2Uglassのブログ -34ページ目

2Uglassのブログ

吹きガラス制作

駅に停車した物音で目を覚ます。

隣に座っていた2人連れが目の前を通り過ぎ、降りていくのを視界の隅で確認して、目を閉じようとすると、足下に切符が落ちている。
その切符を買った駅名と運賃、そして時刻を見る限り、この車両に乗っている人の持ち物と思って間違いなかった。

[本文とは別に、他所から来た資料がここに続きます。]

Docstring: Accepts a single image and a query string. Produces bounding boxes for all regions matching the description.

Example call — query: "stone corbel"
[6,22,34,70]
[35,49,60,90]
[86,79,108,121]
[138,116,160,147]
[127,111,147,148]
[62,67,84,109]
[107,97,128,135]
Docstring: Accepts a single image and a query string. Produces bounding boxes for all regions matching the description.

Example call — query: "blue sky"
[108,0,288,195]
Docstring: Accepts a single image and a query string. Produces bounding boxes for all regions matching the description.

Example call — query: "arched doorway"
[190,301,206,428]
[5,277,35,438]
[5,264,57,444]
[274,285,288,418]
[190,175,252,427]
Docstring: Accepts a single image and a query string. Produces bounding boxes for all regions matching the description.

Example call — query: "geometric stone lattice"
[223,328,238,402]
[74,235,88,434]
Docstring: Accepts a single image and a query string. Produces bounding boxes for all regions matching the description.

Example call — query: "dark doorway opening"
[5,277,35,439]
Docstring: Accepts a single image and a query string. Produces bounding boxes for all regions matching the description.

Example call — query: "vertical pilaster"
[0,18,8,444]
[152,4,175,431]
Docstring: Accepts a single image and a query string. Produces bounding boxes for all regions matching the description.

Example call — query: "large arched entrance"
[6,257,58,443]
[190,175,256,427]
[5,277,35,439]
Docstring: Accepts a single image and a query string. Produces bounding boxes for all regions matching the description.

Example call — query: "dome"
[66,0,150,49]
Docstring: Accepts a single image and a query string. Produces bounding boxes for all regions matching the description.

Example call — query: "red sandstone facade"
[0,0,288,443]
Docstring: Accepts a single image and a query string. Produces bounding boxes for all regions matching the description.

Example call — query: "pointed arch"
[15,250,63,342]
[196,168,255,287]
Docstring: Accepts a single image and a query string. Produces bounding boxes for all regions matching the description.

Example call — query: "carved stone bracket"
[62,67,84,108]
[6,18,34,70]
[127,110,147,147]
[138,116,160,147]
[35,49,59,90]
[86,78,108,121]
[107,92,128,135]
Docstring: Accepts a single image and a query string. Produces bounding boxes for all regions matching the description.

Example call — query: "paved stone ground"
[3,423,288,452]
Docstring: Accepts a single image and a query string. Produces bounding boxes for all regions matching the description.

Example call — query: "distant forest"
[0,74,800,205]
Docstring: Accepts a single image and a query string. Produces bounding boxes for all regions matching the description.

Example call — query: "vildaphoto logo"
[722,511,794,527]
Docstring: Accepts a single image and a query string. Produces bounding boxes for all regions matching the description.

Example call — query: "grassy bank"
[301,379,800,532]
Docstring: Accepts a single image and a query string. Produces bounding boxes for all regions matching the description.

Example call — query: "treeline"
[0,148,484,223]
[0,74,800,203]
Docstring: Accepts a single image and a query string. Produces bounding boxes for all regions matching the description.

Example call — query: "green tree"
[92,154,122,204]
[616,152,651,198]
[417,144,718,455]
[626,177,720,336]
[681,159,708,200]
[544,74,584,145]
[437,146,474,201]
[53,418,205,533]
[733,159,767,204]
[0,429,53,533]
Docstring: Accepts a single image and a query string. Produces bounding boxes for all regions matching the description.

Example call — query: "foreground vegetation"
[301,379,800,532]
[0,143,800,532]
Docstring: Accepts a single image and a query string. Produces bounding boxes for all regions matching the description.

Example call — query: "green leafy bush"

もしかしてたった今、目の前を通り過ぎた隣の人の物なんだろうか。
だとすると、これを拾って届けた方がいいんだろうか。

その考えを行動に移すイメージを頭の中で想像してみる。
まずはさっと拾って、ダッシュでホームに降りる。
いや、ホームに出る直前でドアが閉まるかもしれない。
ホームから電車に駆け込む人には開かれることがあるドアも、内側から外に出る人に対しては無慈悲なんじゃなかろうか。

とりあえずそこはいいとして、ホームに出たとしよう。
まずはその人がどちらに向かっているかを見つけなくてはいけない。
待てよ、その人の顔かたちや服装なんかをきちんと確認しただろうか?
その人がわからないままホームを右往左往して、
結局その人は改札で泣く泣く料金を払っていたとしたら、何をしているんだかわからない。


***

というような想像を一通りしながら、残りの2駅の間を過ごした。
拾ってあげられなくてすいません、と思いながら。

普段は行かない所へ行く時間があったので、思いつくまま自転車を走らせる。

区内で一番大きな図書館へ行き、しばらく涼む。
持ち歩いている本を閲覧室で読もうと思ったが、そこは閲覧室を利用するのにカードが必要らしかった。
カウンターでその申請をしようと思ったが、なんとなく面倒でやめてしまう。

ふと、カウンターの中にいる人の姿が目に入り、名札に書いてある氏名を確認すると、それは知っている人だった。
知っているといっても面識があるわけではない、微妙な知り合い。
間に人を通してお互いを知っているという、知り合いのようで知り合いではない人。

なるほどなーと思いつつ、図書館を後にする。


***

身体のメンテナンスをしてもらいに出かけたゆうこち。

今年一番の暑さの中、日傘をさしながらてくてく歩いていたであろうその表情を想像する。
「あっちー」と呟きながら辿り着いたのであろうその場所は、よいところだったと聞き、素直によかったなーと思う。

自分にとって必要な場所というか、目的を持って訪ねていく場所が1つずつ増えていくのは、とてもいいことのように感じる。
ふとYouTubeのサイトをクリックしてしまったのがいけなかった。
それから次から次へとライヴ動画をはしご、パソコン画面の前でフリーズしてしまう。

なんとなく疲れているのかなーと思うのはこんな時。


***

音楽はしょせん「刺身のつま」と思っていた時期がある。
主役ではなくて、あくまで付け合わせの脇役だと。

その頃は音楽ばかり聞いていても、問題は何も解決することなく、むしろ山積みになっていくような気がしていた。
耳を塞ぐようにしてヘッドフォンをして、聞きたいものだけを聞き、
聞きたくないものを近づけないようにしていたのだから、そうなって当然だったと思う。

脇役というのは主役を引き立てるためにあるのだから、主役の方に目を向けなくてはいけない。
そう思ってからは、どんどん生活に占める音楽の割合が減っていった。

そうして、気づけば脇役のない生活。
山積みだった問題も、少しは片付いたかもしれない。
それでも、何となくつまらないのだった。

そう、脇役のない生活は彩りに欠けるのだなー。